One thing that is arguably different in 2019 as we contemplate asset allocation going forward is the risk premium – or simply, the forecast return spread between cash and bonds, and equities. The roughly 1% cash rate environment of the past decade has been utopia for equities; dividend yields of 4% or 5% easily made them the darling of any asset allocators tool kit. But now that U.S. cash rates have exceeded 2%, the cost of doing business has changed markedly and the dividend yield return spread is less attractive. And that’s before we factor in the tailwind a potential rising rate environment should, in our view, ultimately bring to sovereign and credit yields. Sure, there can be some pain on the way toward high yields if duration exposure is left unhedged, but the forward-looking potential for returns from those asset classes today looks a whole lot more appealing. The yield on 10-year U.S. Treasuries has been oscillating between 2.5% and 3.0%, and investment-grade credit yields sit comfortably above 4% at the medium to long end of the curve.
It is said “every cloud has a silver lining,” and as Exhibit 1 below illustrates, the combination of sporadically widening spreads between corporate credits and their underlying risk-free benchmark, along with rising rates – both of which characterized much of 2018 – we believe, benefited bond investors. Higher yields across the maturity curve proved attractive while there was no discernible elevation in an already modest level of default risk. Suddenly, an equity dividend yield of even 5% doesn’t feel quite as rich, and almost certainly not on a risk- or volatility-adjusted basis.

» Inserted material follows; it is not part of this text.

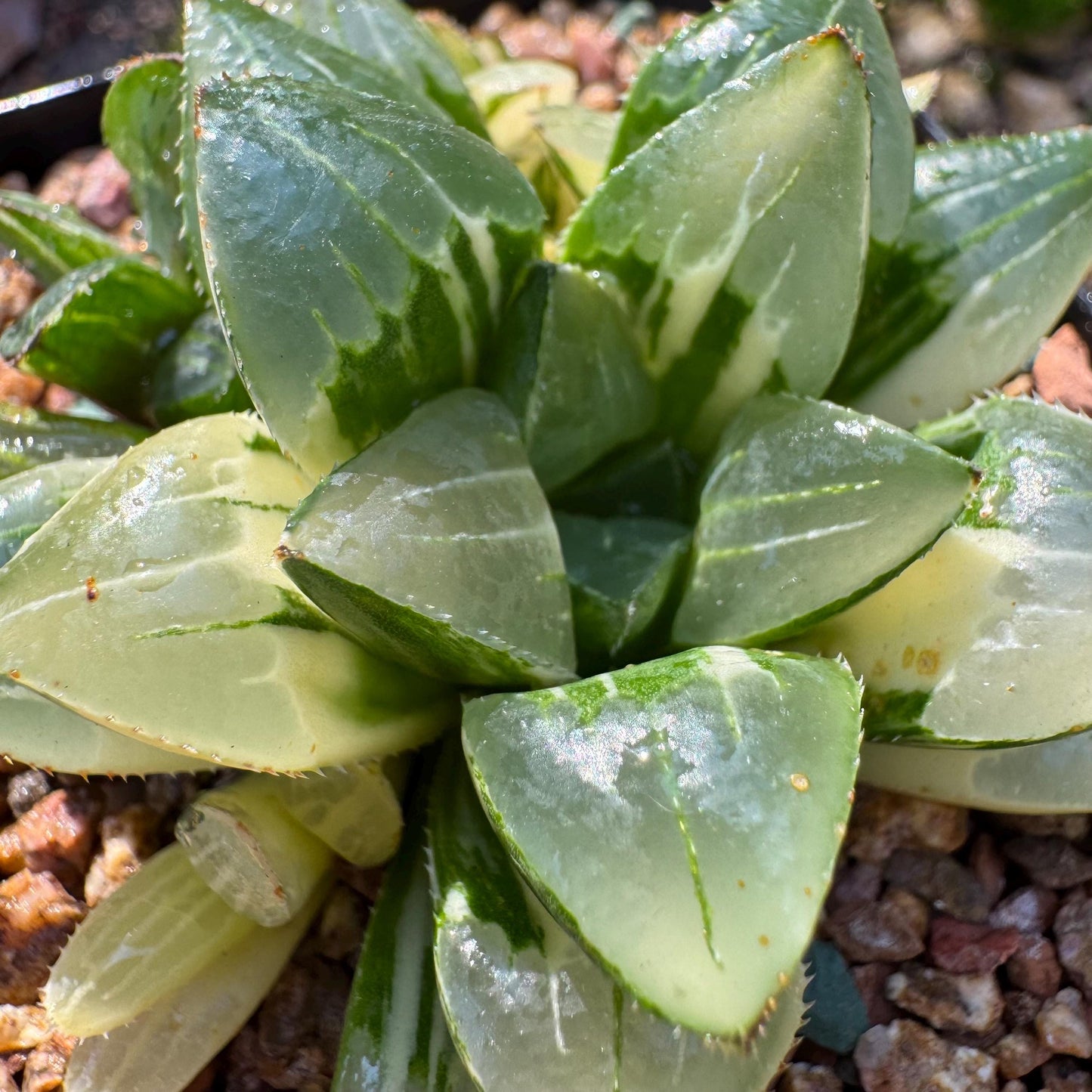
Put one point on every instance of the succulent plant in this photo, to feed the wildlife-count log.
(537, 449)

Exhibit 1: U.S. Investment-Grade Corporate Credit Yields
All this, and not even a mention of the specific but wide-ranging instances of political instability brought about by populism and anti-globalism and protectionism, a number of which individually have the power to materially disrupt global trade and harmony.
After all the noise of 2018, those carrying the most defensive strategic asset allocations, in many cases, came out ahead, – a worthy reminder that through cycles there will always be periods where it pays to bias one’s objectives toward preserving money just as much as growing it. Regardless of whether risk-asset volatility of the past couple of months proves to be temporary, or more sustained, higher cash and bond yields certainly signal a harder environment for equities to maintain the strong competitive edge that they have enjoyed over the past decade.

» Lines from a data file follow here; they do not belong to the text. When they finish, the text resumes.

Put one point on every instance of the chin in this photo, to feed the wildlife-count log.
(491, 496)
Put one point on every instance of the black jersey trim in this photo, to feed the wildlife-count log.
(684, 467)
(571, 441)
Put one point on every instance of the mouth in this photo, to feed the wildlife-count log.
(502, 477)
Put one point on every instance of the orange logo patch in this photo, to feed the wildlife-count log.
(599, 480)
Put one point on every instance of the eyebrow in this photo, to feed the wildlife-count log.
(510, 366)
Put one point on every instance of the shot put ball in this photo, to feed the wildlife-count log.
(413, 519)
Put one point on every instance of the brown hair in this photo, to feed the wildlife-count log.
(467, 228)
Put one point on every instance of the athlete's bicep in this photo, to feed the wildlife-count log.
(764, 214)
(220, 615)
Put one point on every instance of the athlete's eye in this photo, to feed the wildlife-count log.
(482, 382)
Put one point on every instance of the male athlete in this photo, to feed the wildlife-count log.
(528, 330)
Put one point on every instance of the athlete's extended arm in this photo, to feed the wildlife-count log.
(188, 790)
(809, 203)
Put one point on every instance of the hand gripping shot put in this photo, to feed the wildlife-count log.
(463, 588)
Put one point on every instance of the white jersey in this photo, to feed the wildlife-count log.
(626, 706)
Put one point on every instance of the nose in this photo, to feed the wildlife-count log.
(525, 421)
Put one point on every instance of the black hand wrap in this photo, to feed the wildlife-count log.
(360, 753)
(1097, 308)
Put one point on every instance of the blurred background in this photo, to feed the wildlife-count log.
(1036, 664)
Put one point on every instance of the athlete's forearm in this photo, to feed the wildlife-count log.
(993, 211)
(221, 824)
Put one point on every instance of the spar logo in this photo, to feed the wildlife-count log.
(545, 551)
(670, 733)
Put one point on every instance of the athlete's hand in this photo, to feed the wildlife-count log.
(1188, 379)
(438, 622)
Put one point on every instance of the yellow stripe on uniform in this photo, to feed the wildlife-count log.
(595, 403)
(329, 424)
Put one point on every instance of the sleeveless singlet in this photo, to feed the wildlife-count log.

This environment has developed as one where optimal balancing between prudent defense and sensible return-seeking becomes paramount. Investors may be well served to prioritize maximizing potential returns while attempting to insulate against observable risks.
In a practical sense this could mean extending duration in countries that are likely a long way from raising interest rates, with Australia being an example; cautiously approaching U.S. duration until there is greater clarity on the direction of the path the Federal Reserve may take; and largely avoiding much of Europe.

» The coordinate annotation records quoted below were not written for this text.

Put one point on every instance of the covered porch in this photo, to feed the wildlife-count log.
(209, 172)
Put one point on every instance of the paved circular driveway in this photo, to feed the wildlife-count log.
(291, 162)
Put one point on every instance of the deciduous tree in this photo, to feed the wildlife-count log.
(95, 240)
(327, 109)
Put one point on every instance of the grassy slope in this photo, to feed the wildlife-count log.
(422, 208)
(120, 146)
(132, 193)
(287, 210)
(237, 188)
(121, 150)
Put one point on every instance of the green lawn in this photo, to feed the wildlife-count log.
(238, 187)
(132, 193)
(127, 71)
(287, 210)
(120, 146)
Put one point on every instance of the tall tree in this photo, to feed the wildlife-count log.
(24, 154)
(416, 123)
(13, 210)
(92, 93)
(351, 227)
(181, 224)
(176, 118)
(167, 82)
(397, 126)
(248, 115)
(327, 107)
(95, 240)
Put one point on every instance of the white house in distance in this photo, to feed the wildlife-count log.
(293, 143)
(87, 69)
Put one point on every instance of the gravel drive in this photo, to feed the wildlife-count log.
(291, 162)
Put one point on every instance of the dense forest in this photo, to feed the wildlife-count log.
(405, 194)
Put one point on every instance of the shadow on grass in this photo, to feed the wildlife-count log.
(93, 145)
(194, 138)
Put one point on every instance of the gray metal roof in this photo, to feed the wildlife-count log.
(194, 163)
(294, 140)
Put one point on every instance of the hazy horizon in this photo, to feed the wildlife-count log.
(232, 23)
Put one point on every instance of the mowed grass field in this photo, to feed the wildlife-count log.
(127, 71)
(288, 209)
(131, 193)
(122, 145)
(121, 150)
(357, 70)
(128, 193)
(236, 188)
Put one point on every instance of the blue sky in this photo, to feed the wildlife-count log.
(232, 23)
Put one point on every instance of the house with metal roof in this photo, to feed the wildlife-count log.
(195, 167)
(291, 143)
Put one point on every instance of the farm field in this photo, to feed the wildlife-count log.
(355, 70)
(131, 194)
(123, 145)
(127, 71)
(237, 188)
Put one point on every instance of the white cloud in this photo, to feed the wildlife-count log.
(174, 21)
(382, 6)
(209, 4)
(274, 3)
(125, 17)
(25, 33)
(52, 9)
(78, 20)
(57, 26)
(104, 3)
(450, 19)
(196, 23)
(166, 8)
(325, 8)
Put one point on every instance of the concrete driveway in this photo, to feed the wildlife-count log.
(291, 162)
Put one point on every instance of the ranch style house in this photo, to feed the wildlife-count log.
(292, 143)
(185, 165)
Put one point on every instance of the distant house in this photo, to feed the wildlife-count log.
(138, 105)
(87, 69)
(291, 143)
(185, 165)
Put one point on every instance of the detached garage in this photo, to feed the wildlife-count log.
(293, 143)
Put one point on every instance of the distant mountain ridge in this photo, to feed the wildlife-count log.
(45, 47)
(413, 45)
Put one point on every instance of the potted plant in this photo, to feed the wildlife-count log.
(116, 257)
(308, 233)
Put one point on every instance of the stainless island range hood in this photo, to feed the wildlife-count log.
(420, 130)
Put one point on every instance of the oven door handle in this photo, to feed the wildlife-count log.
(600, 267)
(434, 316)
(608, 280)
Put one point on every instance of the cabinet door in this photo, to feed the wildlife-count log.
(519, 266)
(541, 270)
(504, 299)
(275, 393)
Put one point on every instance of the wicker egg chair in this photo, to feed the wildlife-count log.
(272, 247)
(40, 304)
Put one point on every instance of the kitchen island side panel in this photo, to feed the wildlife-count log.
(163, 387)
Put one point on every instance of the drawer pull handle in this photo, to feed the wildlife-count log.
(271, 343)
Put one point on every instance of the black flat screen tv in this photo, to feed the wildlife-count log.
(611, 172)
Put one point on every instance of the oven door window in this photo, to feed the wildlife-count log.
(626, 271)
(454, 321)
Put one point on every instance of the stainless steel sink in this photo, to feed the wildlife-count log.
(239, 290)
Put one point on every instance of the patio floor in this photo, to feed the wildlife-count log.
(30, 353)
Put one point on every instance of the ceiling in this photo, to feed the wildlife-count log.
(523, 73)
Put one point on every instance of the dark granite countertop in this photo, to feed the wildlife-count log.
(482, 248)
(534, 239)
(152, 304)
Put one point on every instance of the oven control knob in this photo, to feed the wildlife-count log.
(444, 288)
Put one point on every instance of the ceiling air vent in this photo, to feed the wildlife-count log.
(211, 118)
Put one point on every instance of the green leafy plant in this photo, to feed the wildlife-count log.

Shorter maturity profiles, in our view, should prove beneficial in insulating portfolios from continued widening of spreads and resultant price decreases that typically stem from them.
The likelihood is that this remains an environment where a strong constitution is important. Take a few deep breaths, and to borrow from Nat King Cole, while there may be trouble ahead, we must face the music and dance. But perhaps from the edge of the dance floor, and be ready for a swift exit should the music stop abruptly.
Fixed income securities are subject to interest rate, inflation, credit and default risk. The bond market is volatile. As interest rates rise, bond prices usually fall, and vice versa. The return of principal is not guaranteed, and prices may decline if an issuer fails to make timely payments or its credit strength weakens.
Foreign securities are subject to additional risks including currency fluctuations, political and economic uncertainty, increased volatility, lower liquidity and differing financial and information reporting standards, all of which are magnified in emerging markets.